Let $a,b,$ and $c$ be the lengths of the sides of a nondegenerate triangle, let $p=(a+b+c)/2$, and let $r$ and $R$ be the inradius and circumradius of the triangle, respectively.

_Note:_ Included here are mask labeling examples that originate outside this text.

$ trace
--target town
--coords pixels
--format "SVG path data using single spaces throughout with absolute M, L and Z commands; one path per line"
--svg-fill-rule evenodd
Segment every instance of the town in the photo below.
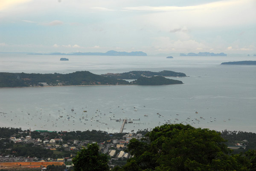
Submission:
M 140 140 L 148 132 L 145 130 L 137 133 L 109 134 L 96 130 L 57 132 L 5 128 L 1 129 L 3 134 L 0 139 L 0 162 L 58 162 L 65 163 L 67 167 L 72 166 L 72 159 L 77 151 L 88 144 L 95 143 L 102 153 L 109 155 L 111 167 L 123 165 L 131 157 L 125 152 L 130 140 Z M 3 165 L 2 163 L 0 169 L 4 168 Z

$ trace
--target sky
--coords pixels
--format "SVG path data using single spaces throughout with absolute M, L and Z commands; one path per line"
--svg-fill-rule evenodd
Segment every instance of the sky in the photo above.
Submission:
M 255 0 L 0 0 L 0 52 L 256 54 Z

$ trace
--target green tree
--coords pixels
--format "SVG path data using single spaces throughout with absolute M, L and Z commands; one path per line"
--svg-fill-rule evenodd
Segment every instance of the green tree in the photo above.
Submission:
M 249 170 L 247 159 L 229 155 L 231 151 L 225 140 L 215 131 L 166 124 L 155 128 L 145 137 L 130 141 L 128 151 L 133 157 L 124 170 Z
M 89 144 L 77 152 L 72 160 L 74 171 L 108 171 L 107 155 L 101 153 L 97 143 Z

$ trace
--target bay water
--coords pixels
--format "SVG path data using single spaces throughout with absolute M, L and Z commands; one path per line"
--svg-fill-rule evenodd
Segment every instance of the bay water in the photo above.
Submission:
M 0 72 L 96 74 L 183 72 L 184 84 L 0 88 L 0 126 L 119 132 L 166 123 L 256 132 L 256 66 L 221 65 L 256 57 L 63 56 L 0 54 Z M 72 112 L 71 109 L 73 109 Z M 197 113 L 196 113 L 196 112 Z

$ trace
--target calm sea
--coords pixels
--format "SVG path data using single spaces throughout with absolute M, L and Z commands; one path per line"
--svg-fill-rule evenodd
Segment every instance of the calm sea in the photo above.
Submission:
M 69 61 L 60 61 L 63 56 L 0 54 L 0 72 L 102 74 L 167 70 L 189 77 L 171 78 L 184 83 L 176 85 L 0 88 L 0 127 L 119 132 L 122 122 L 115 120 L 127 119 L 133 123 L 126 124 L 124 132 L 182 123 L 256 132 L 256 66 L 220 65 L 255 57 L 64 57 Z

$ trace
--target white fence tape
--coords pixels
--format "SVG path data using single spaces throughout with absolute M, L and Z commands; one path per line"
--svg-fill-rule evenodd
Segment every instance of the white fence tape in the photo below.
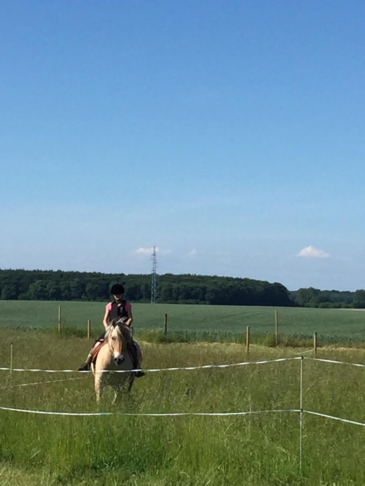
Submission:
M 250 415 L 255 414 L 269 414 L 282 412 L 300 412 L 297 409 L 283 409 L 275 410 L 257 410 L 247 412 L 166 412 L 165 413 L 134 413 L 123 412 L 48 412 L 45 410 L 31 410 L 28 409 L 14 408 L 12 407 L 0 407 L 0 410 L 9 410 L 11 412 L 20 412 L 26 414 L 38 414 L 42 415 L 62 415 L 85 417 L 103 415 L 128 415 L 129 417 L 175 417 L 187 416 L 206 416 L 209 417 L 226 417 L 232 415 Z
M 335 417 L 333 415 L 328 415 L 327 414 L 321 414 L 319 412 L 312 412 L 311 410 L 303 410 L 307 414 L 310 414 L 311 415 L 318 415 L 320 417 L 325 417 L 326 418 L 333 418 L 335 420 L 340 420 L 341 422 L 347 422 L 349 424 L 355 424 L 355 425 L 362 425 L 365 427 L 365 423 L 363 422 L 358 422 L 356 420 L 349 420 L 347 418 L 341 418 L 340 417 Z
M 58 382 L 70 382 L 72 380 L 82 380 L 83 378 L 83 376 L 80 376 L 80 377 L 78 377 L 77 378 L 63 378 L 62 380 L 49 380 L 46 382 L 36 382 L 34 383 L 22 383 L 20 385 L 13 385 L 13 386 L 14 387 L 30 386 L 31 385 L 41 385 L 43 383 L 57 383 Z
M 365 364 L 360 363 L 350 363 L 347 361 L 337 361 L 336 360 L 326 360 L 324 358 L 305 358 L 306 360 L 311 360 L 313 361 L 322 361 L 325 363 L 335 363 L 336 364 L 349 364 L 350 366 L 356 366 L 359 368 L 365 368 Z
M 201 366 L 174 366 L 172 368 L 153 368 L 144 369 L 147 373 L 157 371 L 175 371 L 177 370 L 206 369 L 208 368 L 229 368 L 231 366 L 245 366 L 246 364 L 263 364 L 265 363 L 279 363 L 281 361 L 290 361 L 293 360 L 301 360 L 301 356 L 292 356 L 289 358 L 279 358 L 275 360 L 260 360 L 257 361 L 243 361 L 238 363 L 231 363 L 228 364 L 202 364 Z M 79 371 L 74 369 L 37 369 L 24 368 L 0 367 L 0 371 L 32 371 L 42 373 L 90 373 L 90 371 Z M 103 370 L 103 373 L 130 373 L 132 371 L 139 371 L 139 369 L 118 369 Z

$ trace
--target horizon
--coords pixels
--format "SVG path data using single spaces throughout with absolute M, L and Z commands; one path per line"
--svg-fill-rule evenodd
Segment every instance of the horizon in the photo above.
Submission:
M 57 268 L 56 270 L 55 270 L 55 269 L 50 269 L 50 268 L 46 269 L 40 269 L 40 268 L 34 268 L 34 269 L 25 269 L 25 268 L 2 268 L 1 267 L 0 267 L 0 271 L 10 271 L 16 272 L 16 271 L 19 271 L 19 270 L 21 270 L 21 271 L 26 271 L 26 272 L 63 272 L 64 273 L 65 273 L 68 272 L 71 272 L 71 273 L 100 273 L 100 274 L 101 274 L 101 275 L 123 275 L 125 276 L 126 277 L 133 277 L 133 276 L 142 276 L 143 277 L 150 277 L 151 276 L 151 275 L 152 275 L 151 273 L 128 273 L 128 274 L 126 274 L 126 273 L 123 273 L 123 272 L 121 273 L 118 273 L 117 272 L 115 273 L 115 272 L 96 272 L 96 271 L 94 272 L 92 270 L 89 270 L 89 271 L 87 271 L 87 270 L 86 270 L 86 271 L 79 271 L 79 270 L 62 270 L 60 268 Z M 301 288 L 310 288 L 310 287 L 312 287 L 313 288 L 316 289 L 318 290 L 320 290 L 321 292 L 352 292 L 352 293 L 353 293 L 353 292 L 356 292 L 356 290 L 363 290 L 362 289 L 356 289 L 355 290 L 339 290 L 338 289 L 334 289 L 334 288 L 333 288 L 333 289 L 329 289 L 329 288 L 328 289 L 318 289 L 317 287 L 314 287 L 313 285 L 310 285 L 308 287 L 298 287 L 296 289 L 291 289 L 289 288 L 288 287 L 287 287 L 286 285 L 285 285 L 284 284 L 283 284 L 282 282 L 270 281 L 268 280 L 267 280 L 266 279 L 258 279 L 258 278 L 252 278 L 251 277 L 233 277 L 233 276 L 230 276 L 230 275 L 215 275 L 215 274 L 214 274 L 214 275 L 213 275 L 213 274 L 212 275 L 208 275 L 208 274 L 197 274 L 197 273 L 174 274 L 174 273 L 171 273 L 171 272 L 166 272 L 165 273 L 163 273 L 163 274 L 158 273 L 158 272 L 157 273 L 157 277 L 158 277 L 159 276 L 160 276 L 160 277 L 164 277 L 165 275 L 173 275 L 173 276 L 176 276 L 176 277 L 183 276 L 184 275 L 191 275 L 192 277 L 211 277 L 212 278 L 214 278 L 214 277 L 217 277 L 218 278 L 238 278 L 238 279 L 246 279 L 247 278 L 247 279 L 248 279 L 249 280 L 258 280 L 259 281 L 263 281 L 263 282 L 268 282 L 269 283 L 279 283 L 279 284 L 281 284 L 282 285 L 284 285 L 284 286 L 285 287 L 285 288 L 290 292 L 297 292 L 298 290 L 299 290 L 299 289 L 301 289 Z
M 0 267 L 365 286 L 365 3 L 2 14 Z

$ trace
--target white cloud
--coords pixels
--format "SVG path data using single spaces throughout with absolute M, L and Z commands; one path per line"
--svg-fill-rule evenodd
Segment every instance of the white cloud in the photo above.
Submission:
M 158 253 L 160 251 L 160 248 L 158 246 L 156 247 L 156 252 Z M 139 248 L 138 250 L 136 250 L 136 253 L 142 253 L 143 255 L 152 255 L 153 253 L 153 247 L 151 246 L 150 248 L 143 248 L 141 247 Z
M 329 254 L 323 250 L 319 250 L 315 246 L 306 246 L 301 250 L 296 255 L 297 257 L 310 257 L 312 258 L 328 258 Z

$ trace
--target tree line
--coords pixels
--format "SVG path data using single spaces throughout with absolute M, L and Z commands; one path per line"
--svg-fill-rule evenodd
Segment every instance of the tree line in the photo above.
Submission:
M 149 302 L 151 276 L 95 272 L 0 270 L 3 300 L 108 300 L 114 283 L 132 302 Z M 292 306 L 280 283 L 230 277 L 165 274 L 157 278 L 158 301 L 166 303 Z
M 106 301 L 117 283 L 124 285 L 128 300 L 150 301 L 150 275 L 0 269 L 2 300 Z M 157 283 L 158 301 L 164 303 L 365 308 L 363 290 L 290 292 L 276 282 L 191 274 L 159 275 Z

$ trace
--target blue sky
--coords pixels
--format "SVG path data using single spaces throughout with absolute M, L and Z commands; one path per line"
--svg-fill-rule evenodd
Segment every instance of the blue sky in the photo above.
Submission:
M 0 267 L 146 273 L 155 244 L 161 273 L 365 287 L 365 21 L 360 0 L 3 2 Z

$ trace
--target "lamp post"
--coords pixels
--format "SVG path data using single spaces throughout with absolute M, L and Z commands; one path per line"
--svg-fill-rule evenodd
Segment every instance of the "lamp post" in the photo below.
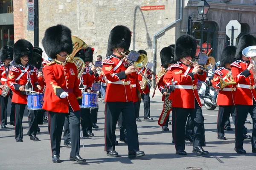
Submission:
M 201 0 L 196 6 L 198 14 L 202 15 L 201 20 L 201 40 L 200 51 L 203 51 L 203 32 L 204 31 L 204 19 L 207 14 L 210 8 L 210 5 L 206 2 L 206 0 Z

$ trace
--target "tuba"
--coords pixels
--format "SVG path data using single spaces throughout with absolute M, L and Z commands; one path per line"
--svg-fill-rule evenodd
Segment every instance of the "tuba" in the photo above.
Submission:
M 87 48 L 88 46 L 84 41 L 73 35 L 72 37 L 72 39 L 73 42 L 73 51 L 66 60 L 68 62 L 73 62 L 75 64 L 77 69 L 77 76 L 78 79 L 79 79 L 84 72 L 85 64 L 82 59 L 78 57 L 75 57 L 75 56 L 80 50 L 82 48 Z
M 242 54 L 247 57 L 251 63 L 254 65 L 254 68 L 252 69 L 254 84 L 256 84 L 256 45 L 250 46 L 244 49 L 242 51 Z

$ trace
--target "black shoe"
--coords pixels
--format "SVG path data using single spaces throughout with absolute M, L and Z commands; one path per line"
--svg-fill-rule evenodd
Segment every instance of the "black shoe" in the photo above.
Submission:
M 94 136 L 94 134 L 93 133 L 89 133 L 86 134 L 85 135 L 84 135 L 83 137 L 84 138 L 88 138 L 90 137 L 93 137 Z
M 186 141 L 189 141 L 191 143 L 193 143 L 193 141 L 194 140 L 194 137 L 193 136 L 189 135 L 185 137 L 185 139 Z
M 209 154 L 208 151 L 204 150 L 203 147 L 201 146 L 197 146 L 193 148 L 192 152 L 195 153 L 198 153 L 200 155 L 208 155 Z
M 220 140 L 226 140 L 226 137 L 224 136 L 218 136 L 218 139 Z
M 232 128 L 230 126 L 228 126 L 226 128 L 224 128 L 224 130 L 227 130 L 227 131 L 232 131 L 232 130 L 233 130 L 232 129 Z
M 235 147 L 235 151 L 237 153 L 243 154 L 246 154 L 246 151 L 243 149 L 236 149 L 236 147 Z
M 162 129 L 162 131 L 163 132 L 169 132 L 169 128 L 165 128 L 163 129 Z
M 115 145 L 118 145 L 118 141 L 116 140 L 115 141 Z
M 107 151 L 107 155 L 111 157 L 118 157 L 118 153 L 115 150 L 110 150 Z
M 183 149 L 176 150 L 176 153 L 180 155 L 186 155 L 186 152 Z
M 126 138 L 125 138 L 124 139 L 120 138 L 120 139 L 119 139 L 119 140 L 121 142 L 125 142 L 125 144 L 128 144 L 128 142 L 127 141 L 127 139 Z
M 64 142 L 64 145 L 66 146 L 71 146 L 71 141 L 69 142 Z
M 23 142 L 23 140 L 22 140 L 22 139 L 16 139 L 16 142 Z
M 86 162 L 86 160 L 81 158 L 79 154 L 76 155 L 76 156 L 75 157 L 70 157 L 70 161 L 76 161 L 79 163 L 84 162 Z
M 60 163 L 60 156 L 57 155 L 54 155 L 52 156 L 52 162 L 56 163 Z
M 94 123 L 92 123 L 92 127 L 94 129 L 99 129 L 99 126 L 96 125 Z
M 141 120 L 140 120 L 140 119 L 138 118 L 138 119 L 136 119 L 136 121 L 137 121 L 137 122 L 141 122 Z
M 143 156 L 145 155 L 143 151 L 140 151 L 134 150 L 129 151 L 128 157 L 129 158 L 135 158 L 137 157 Z
M 247 120 L 246 120 L 245 121 L 245 124 L 250 124 L 250 121 L 247 121 Z
M 153 120 L 153 118 L 151 118 L 150 117 L 148 116 L 147 117 L 144 117 L 144 120 Z
M 15 126 L 15 124 L 14 123 L 14 121 L 10 121 L 9 124 L 10 124 L 10 125 L 12 125 L 13 126 Z
M 35 135 L 31 136 L 30 136 L 30 140 L 31 140 L 33 141 L 39 141 L 39 139 L 38 139 L 38 138 L 36 137 L 36 136 L 35 136 Z
M 250 139 L 252 137 L 250 135 L 247 135 L 246 134 L 243 134 L 243 139 Z

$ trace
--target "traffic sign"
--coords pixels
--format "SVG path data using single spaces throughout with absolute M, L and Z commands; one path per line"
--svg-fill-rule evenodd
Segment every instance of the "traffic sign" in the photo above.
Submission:
M 28 7 L 28 17 L 34 17 L 35 15 L 35 11 L 33 7 Z
M 28 30 L 34 31 L 35 27 L 35 22 L 34 17 L 29 17 L 28 18 Z
M 241 32 L 241 25 L 237 20 L 230 21 L 226 26 L 226 34 L 230 39 L 232 37 L 232 26 L 234 27 L 233 38 L 236 38 Z
M 29 7 L 34 7 L 34 0 L 27 0 L 27 5 Z

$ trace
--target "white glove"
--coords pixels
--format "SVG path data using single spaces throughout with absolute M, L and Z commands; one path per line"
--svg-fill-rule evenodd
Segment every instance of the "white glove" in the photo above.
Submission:
M 60 97 L 61 99 L 64 99 L 67 96 L 68 96 L 68 94 L 66 91 L 64 91 L 61 93 L 61 95 L 60 96 Z

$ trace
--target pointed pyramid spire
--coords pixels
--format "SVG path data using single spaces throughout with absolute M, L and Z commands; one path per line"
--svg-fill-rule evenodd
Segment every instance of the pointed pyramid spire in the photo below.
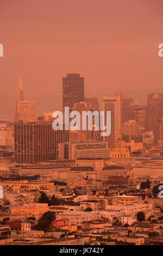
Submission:
M 22 77 L 21 77 L 21 74 L 20 75 L 20 77 L 19 77 L 18 88 L 20 88 L 20 89 L 23 89 L 23 86 L 22 86 Z

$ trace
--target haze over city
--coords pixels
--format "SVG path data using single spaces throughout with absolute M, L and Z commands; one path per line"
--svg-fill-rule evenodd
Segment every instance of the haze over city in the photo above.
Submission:
M 163 245 L 162 10 L 0 0 L 0 246 Z
M 1 0 L 1 116 L 12 118 L 20 74 L 40 114 L 61 108 L 70 72 L 84 76 L 86 95 L 101 100 L 121 90 L 146 103 L 148 92 L 162 92 L 162 7 L 161 1 Z

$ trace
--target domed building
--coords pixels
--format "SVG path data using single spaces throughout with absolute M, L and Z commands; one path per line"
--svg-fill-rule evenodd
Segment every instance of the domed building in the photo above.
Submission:
M 122 139 L 122 133 L 119 132 L 118 139 L 110 149 L 111 157 L 129 157 L 130 150 L 127 143 Z

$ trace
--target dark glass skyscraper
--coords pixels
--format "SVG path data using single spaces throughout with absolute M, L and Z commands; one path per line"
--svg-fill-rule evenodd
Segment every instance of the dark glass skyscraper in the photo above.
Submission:
M 62 78 L 63 110 L 81 101 L 84 101 L 84 77 L 80 77 L 79 74 L 68 74 Z
M 51 122 L 14 125 L 14 161 L 34 163 L 57 159 L 58 143 L 69 142 L 69 131 L 54 131 Z

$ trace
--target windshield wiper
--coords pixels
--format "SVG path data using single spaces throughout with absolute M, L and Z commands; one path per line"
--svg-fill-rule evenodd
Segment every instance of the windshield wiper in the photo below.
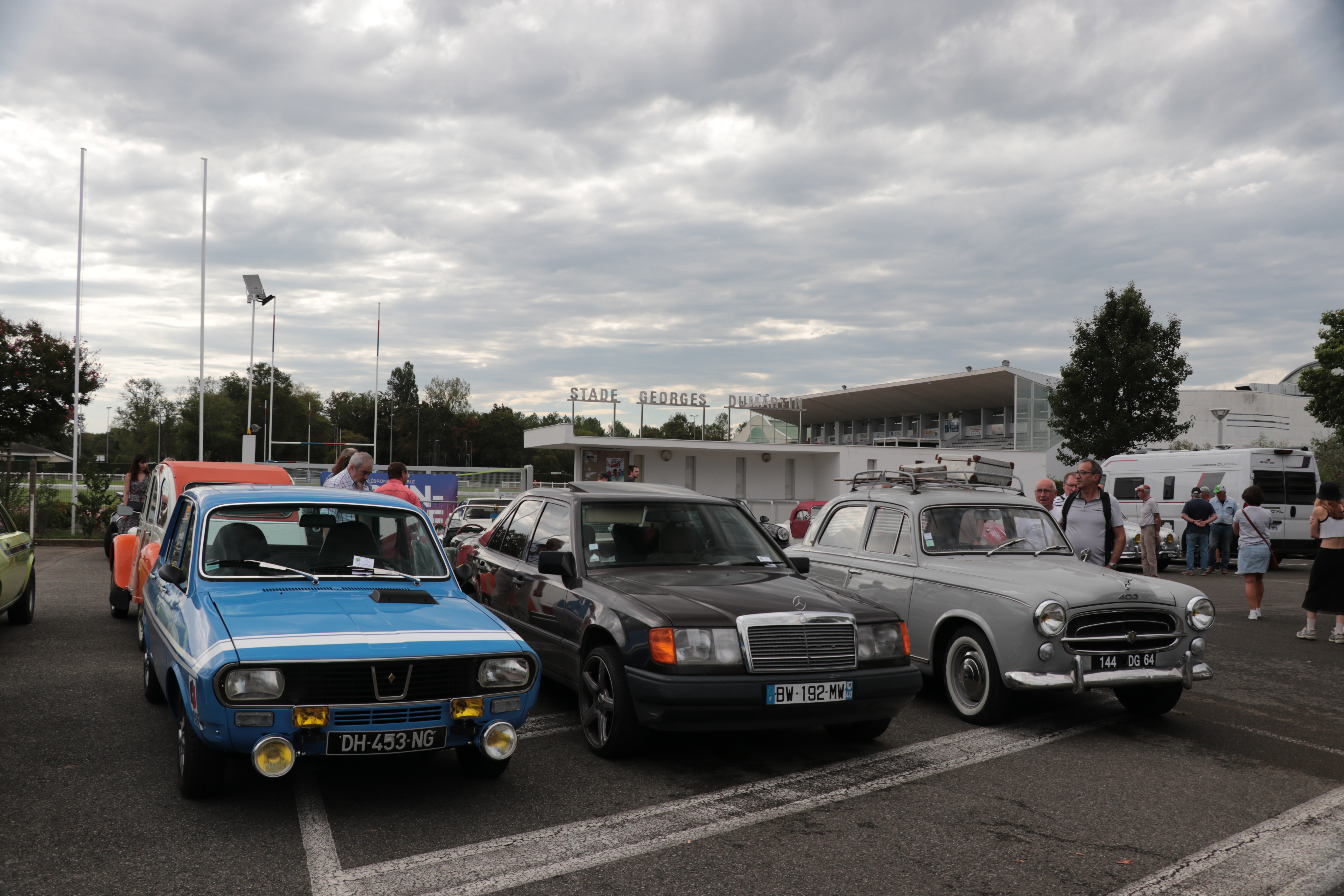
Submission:
M 985 556 L 986 556 L 986 557 L 992 557 L 992 556 L 995 555 L 995 551 L 1003 551 L 1003 549 L 1004 549 L 1004 548 L 1007 548 L 1007 547 L 1008 547 L 1009 544 L 1017 544 L 1019 541 L 1025 541 L 1025 540 L 1027 540 L 1027 539 L 1008 539 L 1008 540 L 1007 540 L 1007 541 L 1004 541 L 1003 544 L 996 544 L 995 547 L 992 547 L 992 548 L 989 548 L 988 551 L 985 551 Z
M 282 567 L 278 563 L 266 563 L 265 560 L 206 560 L 206 566 L 211 564 L 219 567 L 251 564 L 251 566 L 259 566 L 262 570 L 280 570 L 281 572 L 293 572 L 294 575 L 301 575 L 306 579 L 312 579 L 313 582 L 321 582 L 321 579 L 319 579 L 312 572 L 304 572 L 302 570 L 296 570 L 294 567 Z

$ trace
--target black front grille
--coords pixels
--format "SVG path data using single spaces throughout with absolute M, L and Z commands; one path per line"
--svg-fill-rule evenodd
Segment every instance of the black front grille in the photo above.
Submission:
M 332 724 L 337 728 L 352 725 L 399 725 L 417 721 L 441 721 L 444 707 L 370 707 L 364 709 L 336 709 Z
M 747 647 L 754 672 L 853 669 L 853 626 L 804 623 L 750 626 Z
M 1168 650 L 1180 642 L 1180 626 L 1161 610 L 1098 610 L 1070 618 L 1062 641 L 1082 654 Z

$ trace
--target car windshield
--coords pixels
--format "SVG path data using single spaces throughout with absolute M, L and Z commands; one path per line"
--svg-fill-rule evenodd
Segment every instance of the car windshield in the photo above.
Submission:
M 583 504 L 589 568 L 786 566 L 739 506 L 694 501 Z
M 1055 520 L 1043 509 L 1023 506 L 942 506 L 919 514 L 925 553 L 1034 553 L 1067 545 Z M 1013 539 L 1021 539 L 1009 544 Z M 1067 548 L 1064 548 L 1067 549 Z
M 434 532 L 411 509 L 370 505 L 250 504 L 206 519 L 207 576 L 446 576 Z

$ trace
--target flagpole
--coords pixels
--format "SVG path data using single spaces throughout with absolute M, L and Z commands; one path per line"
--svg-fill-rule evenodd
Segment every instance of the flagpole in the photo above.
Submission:
M 378 304 L 378 329 L 374 336 L 374 466 L 378 466 L 378 352 L 383 343 L 383 304 Z
M 210 160 L 200 159 L 200 392 L 198 404 L 200 406 L 198 459 L 206 459 L 206 181 L 210 173 Z
M 83 289 L 83 157 L 79 148 L 79 231 L 75 238 L 75 400 L 70 408 L 73 446 L 70 451 L 70 535 L 75 533 L 75 480 L 79 473 L 79 298 Z

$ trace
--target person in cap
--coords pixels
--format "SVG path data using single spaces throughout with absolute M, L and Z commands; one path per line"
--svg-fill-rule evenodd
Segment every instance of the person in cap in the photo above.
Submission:
M 1208 505 L 1214 508 L 1214 523 L 1208 527 L 1210 572 L 1219 566 L 1219 572 L 1227 575 L 1232 567 L 1232 520 L 1236 517 L 1236 502 L 1227 497 L 1227 488 L 1219 482 L 1214 486 L 1214 500 Z
M 1157 512 L 1153 490 L 1146 485 L 1134 489 L 1138 496 L 1138 555 L 1144 563 L 1144 575 L 1157 576 L 1157 540 L 1161 537 L 1163 514 Z
M 1335 614 L 1331 643 L 1344 643 L 1344 498 L 1339 482 L 1321 482 L 1312 509 L 1312 537 L 1321 540 L 1312 563 L 1302 609 L 1306 627 L 1297 633 L 1304 641 L 1316 641 L 1316 615 Z
M 1195 575 L 1196 570 L 1204 575 L 1212 572 L 1208 568 L 1208 527 L 1215 519 L 1214 505 L 1208 502 L 1211 494 L 1207 485 L 1196 485 L 1180 509 L 1180 519 L 1185 520 L 1185 571 L 1181 575 Z M 1195 566 L 1196 552 L 1199 566 Z

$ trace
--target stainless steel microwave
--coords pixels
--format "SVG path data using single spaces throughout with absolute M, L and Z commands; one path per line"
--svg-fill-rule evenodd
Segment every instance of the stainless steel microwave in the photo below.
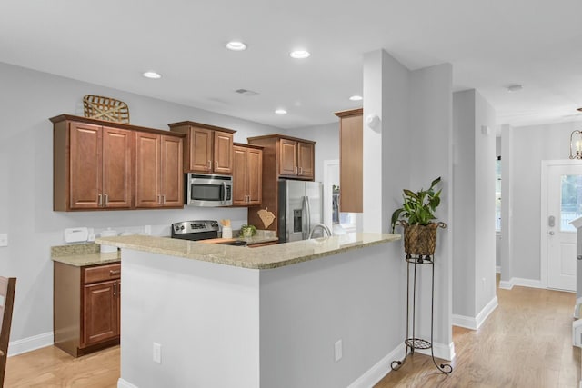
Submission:
M 186 174 L 185 203 L 189 206 L 232 206 L 233 177 Z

Show that $\dfrac{a}{2}\cdot \dfrac{4r-R}{R}\leq\sqrt{(p-b)(p-c)}\leq \dfrac{a}{2},$

and determine the cases of equality.

My solution.

A)Proof of the 1st inequality:

Assume that $S$ is area of the triangle, then $S=\dfrac{abc}{4R}$ and $S=pr$, therefore that inequality is equivalent to

$\dfrac{a}{2}\cdot\left(\dfrac{4r}{R}-1\right)\leq \sqrt{(p-b)(p-c)}$

$\Leftrightarrow \dfrac{a}{2}\cdot\left(\dfrac{16(p-a)(p-b)(p-c)}{abc}-1\right)\leq \sqrt{(p-b)(p-c)}$

Setting $p-a=x,p-b=y,p-c=z$, then $x>0,y>0,z>0,a=y+z,b=z+x,c=x+y$ and we need only prove $\dfrac{y+z}{2}\cdot\left(\dfrac{16xyz}{(x+y)(y+z)(z+x)}-1\right)\leq \sqrt{yz}$

$\Leftrightarrow \dfrac{8xyz}{(x+y)(z+x)}\leq \sqrt{yz}+\dfrac{y+z}{2}$

$\Leftrightarrow 16xyz\leq (x+y)(z+x)(\sqrt{y}+\sqrt{z})^2 (*)$

By AM-GM we have $x+y\geq 2\sqrt{xy},z+x\geq 2\sqrt{zx}$ and $(\sqrt{y}+\sqrt{z})^2\geq 4\sqrt{yz}$ therefore $(*)$ and also 1st inequality proved.

Equality occur iff $x=y=z$ iff triangle is equilateral.

B)Proof of the 2nd inequality:

By AM-GM we have $\sqrt{(p-b)(p-c)}\leq\dfrac{(p-b)+(p-c)}{2}=\dfrac{a}{2}$

and we’re done. Equality occur iff $p-b=p-c$ iff $b=c$.